We also analyzed cancer samples during neoadjuvant chemotherapy for HSD17B4 methylation, Ki-67 index and tumor size to monitor response to the therapy. Unlike Ki-67 index and tumor size, HSD17B4 methylation decreased consistently in cancer samples that achieved pCR. This indicated that cancer cells with HSD17B4 methylation were preferentially killed by the treatment, and that HSD17B4 methylation may also be useful as a response marker for treatment.

Methylation of the HSD17B4 marker CpG was found to be associated with that of its promoter CpG island, and associated with HSD17B4 silencing. The vast majority of cancer cell lines highly express HSD17B4, thereby suggesting that HSD17B4 expression is essential for the survival of most cancer cell lines. In contrast, HSD17B4 methylation-silencing only in some breast cancer cell lines suggested that the silencing can oppositely provide a growth advantage only in breast cancer cells. Biochemically, HSD17B4 is involved in the β-oxidation of long-chain fatty acids in peroxisomes40 and in the conversion of 17β-estradiol into inactive estrone41. High HSD17B4 expression is speculated to be essential for fatty acid metabolism. Therefore, we can speculate that impairment of β-oxidation and the resultant metabolism may lead to therapy sensitivity although promising approach to increase sensitivity of HER2-positive breast cancers to targeted therapy is proposed42. At the same time, HSD17B4 silencing can be advantageous for some breast cancer cells as it is involved in estrogen catabolism.

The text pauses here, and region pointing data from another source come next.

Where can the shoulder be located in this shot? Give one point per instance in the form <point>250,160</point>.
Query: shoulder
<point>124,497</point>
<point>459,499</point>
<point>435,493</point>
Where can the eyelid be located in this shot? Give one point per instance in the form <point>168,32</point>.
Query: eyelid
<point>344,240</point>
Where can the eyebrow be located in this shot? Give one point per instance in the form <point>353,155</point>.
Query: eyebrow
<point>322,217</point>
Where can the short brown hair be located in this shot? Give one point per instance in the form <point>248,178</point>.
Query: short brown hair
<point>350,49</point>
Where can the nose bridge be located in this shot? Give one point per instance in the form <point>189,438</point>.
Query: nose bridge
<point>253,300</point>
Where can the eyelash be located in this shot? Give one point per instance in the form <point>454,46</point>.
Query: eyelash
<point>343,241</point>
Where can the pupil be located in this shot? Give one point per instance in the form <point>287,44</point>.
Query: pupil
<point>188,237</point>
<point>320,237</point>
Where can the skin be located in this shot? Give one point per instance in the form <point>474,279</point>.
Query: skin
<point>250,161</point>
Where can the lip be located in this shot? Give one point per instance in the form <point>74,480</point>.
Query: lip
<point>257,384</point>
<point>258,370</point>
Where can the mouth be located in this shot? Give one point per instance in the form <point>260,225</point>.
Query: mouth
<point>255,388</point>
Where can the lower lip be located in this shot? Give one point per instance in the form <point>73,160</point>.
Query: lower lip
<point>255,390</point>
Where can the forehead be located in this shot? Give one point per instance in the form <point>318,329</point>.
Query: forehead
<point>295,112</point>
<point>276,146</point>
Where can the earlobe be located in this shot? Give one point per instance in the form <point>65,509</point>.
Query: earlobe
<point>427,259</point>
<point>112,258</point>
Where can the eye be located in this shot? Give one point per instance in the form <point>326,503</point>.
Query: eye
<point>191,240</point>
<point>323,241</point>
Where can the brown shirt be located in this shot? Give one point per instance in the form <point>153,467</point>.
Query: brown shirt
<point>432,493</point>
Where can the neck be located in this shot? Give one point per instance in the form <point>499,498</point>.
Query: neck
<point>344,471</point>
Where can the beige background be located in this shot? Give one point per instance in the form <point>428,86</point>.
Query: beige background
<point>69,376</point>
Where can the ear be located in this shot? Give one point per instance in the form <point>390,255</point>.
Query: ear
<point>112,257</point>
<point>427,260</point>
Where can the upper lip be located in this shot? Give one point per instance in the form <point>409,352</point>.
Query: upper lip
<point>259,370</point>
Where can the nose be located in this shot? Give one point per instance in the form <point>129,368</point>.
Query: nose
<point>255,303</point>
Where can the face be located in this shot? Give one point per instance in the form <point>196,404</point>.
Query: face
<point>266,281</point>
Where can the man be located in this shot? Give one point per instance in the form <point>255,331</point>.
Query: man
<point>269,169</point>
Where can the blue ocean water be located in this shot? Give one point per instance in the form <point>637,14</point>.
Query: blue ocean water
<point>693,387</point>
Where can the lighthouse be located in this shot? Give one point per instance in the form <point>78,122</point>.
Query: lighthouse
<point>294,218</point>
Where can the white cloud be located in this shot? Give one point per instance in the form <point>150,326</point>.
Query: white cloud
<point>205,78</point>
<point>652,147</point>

The limitation of the study is the presence of the 67 previously used samples in the 83 screening and validation sets. This could have led to the isolation of HSD17B4 methylation again. However, we isolated additional candidates by methylation screening at the same time, and only HSD17B4 methylation was re-validated in the 55 new samples. Importantly, this time, we conducted multi-omics screening by adding mutation and expression screening and using laser capture dissection-purified samples. Nevertheless, only HSD17B4 methylation was re-validated, showing its importance as a single gene marker for the sensitivity of HER2-positive breast cancers to HER2-directed therapy.

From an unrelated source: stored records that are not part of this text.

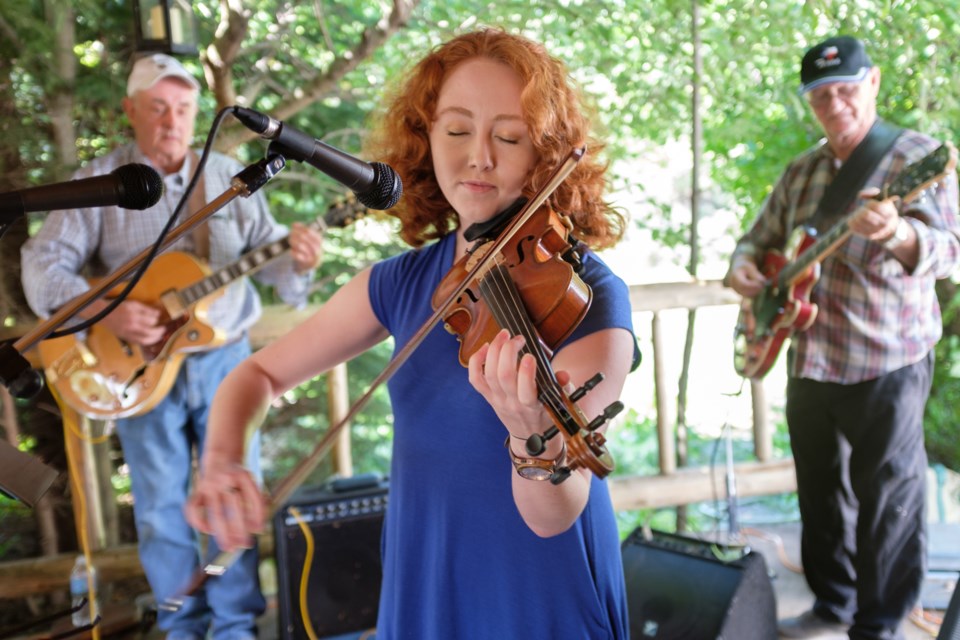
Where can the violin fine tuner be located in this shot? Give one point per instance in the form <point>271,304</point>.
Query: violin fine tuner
<point>537,443</point>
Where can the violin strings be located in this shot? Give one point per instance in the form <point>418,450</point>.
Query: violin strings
<point>503,299</point>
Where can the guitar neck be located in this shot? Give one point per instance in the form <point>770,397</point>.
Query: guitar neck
<point>247,264</point>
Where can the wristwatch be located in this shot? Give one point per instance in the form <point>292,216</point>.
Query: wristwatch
<point>899,236</point>
<point>536,468</point>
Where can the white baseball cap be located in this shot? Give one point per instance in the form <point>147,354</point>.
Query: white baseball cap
<point>147,71</point>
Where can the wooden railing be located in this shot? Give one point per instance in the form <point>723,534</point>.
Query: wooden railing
<point>672,486</point>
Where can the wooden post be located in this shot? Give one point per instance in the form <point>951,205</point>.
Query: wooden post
<point>668,449</point>
<point>762,434</point>
<point>339,404</point>
<point>84,479</point>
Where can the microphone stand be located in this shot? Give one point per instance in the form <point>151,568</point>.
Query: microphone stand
<point>15,369</point>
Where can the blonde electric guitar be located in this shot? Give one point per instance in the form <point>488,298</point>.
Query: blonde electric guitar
<point>104,377</point>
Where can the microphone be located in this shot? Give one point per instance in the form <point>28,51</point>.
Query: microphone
<point>376,184</point>
<point>132,186</point>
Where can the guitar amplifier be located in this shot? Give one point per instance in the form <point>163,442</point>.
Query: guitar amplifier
<point>677,589</point>
<point>344,520</point>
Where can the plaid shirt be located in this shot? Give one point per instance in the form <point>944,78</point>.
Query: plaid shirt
<point>96,241</point>
<point>874,315</point>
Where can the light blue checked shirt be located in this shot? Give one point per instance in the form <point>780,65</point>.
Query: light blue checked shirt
<point>79,243</point>
<point>874,316</point>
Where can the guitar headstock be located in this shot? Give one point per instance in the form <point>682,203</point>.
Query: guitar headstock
<point>924,173</point>
<point>342,213</point>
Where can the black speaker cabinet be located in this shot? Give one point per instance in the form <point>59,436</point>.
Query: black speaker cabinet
<point>678,589</point>
<point>344,518</point>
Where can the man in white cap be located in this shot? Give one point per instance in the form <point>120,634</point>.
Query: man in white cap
<point>859,377</point>
<point>158,446</point>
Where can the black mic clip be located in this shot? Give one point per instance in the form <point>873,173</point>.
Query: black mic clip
<point>254,176</point>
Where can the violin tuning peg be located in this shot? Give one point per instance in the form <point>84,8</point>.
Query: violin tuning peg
<point>587,386</point>
<point>612,409</point>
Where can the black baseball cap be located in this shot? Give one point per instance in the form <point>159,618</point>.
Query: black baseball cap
<point>838,59</point>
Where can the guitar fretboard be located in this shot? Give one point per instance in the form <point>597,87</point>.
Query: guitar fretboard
<point>246,265</point>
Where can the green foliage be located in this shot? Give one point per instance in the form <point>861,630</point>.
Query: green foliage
<point>941,429</point>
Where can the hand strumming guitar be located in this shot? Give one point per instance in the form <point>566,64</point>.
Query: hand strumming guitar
<point>132,321</point>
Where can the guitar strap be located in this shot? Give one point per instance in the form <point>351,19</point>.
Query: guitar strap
<point>854,172</point>
<point>198,200</point>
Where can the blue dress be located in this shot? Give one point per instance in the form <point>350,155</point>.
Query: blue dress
<point>459,563</point>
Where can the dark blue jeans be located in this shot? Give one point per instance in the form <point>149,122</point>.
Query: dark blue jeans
<point>861,482</point>
<point>158,448</point>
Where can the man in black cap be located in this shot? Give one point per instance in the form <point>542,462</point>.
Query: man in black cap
<point>859,377</point>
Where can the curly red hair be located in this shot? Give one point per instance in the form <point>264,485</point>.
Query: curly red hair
<point>551,107</point>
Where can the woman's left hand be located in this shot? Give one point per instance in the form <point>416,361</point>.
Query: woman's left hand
<point>509,385</point>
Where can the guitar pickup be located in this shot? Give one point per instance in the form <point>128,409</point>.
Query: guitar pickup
<point>173,304</point>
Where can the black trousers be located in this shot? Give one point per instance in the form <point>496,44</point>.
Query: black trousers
<point>861,483</point>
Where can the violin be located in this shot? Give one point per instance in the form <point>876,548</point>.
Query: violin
<point>529,286</point>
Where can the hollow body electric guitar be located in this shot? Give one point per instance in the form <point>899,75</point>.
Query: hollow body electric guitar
<point>783,307</point>
<point>104,377</point>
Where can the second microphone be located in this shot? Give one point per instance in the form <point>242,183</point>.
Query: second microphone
<point>376,184</point>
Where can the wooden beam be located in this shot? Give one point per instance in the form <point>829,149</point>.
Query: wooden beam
<point>687,486</point>
<point>681,295</point>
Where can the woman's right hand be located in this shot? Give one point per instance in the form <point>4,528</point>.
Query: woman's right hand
<point>228,504</point>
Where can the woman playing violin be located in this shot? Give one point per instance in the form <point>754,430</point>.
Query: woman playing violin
<point>471,548</point>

Ten of 33 breast cancers clinically diagnosed as HER2-positive did not show HER2 amplification in the molecular analysis. This was considered due to the difference between the clinical definition of “HER2-positive” and the molecular definition of “HER2 gene copy number gain”. For example, if 20% of tumor cells are HER2-positive due to a fivefold increase of HER2 copy number, this sample would be clinically "HER2-positive". However, its molecular HER2 copy number would be only a 1.8-fold increase (= 80% × 1 + 20% × 5), and this sample would not have “HER2 gene copy number gain”.

In conclusion, HSD17B4 methylation was strongly associated with the sensitivity of HER2-positive breast cancer to HER2-directed therapy, and no additional markers were isolated. If the marker is clinically established as a predictive marker, the ultimate breast-conserving treatment without the need for surgery may become a treatment option.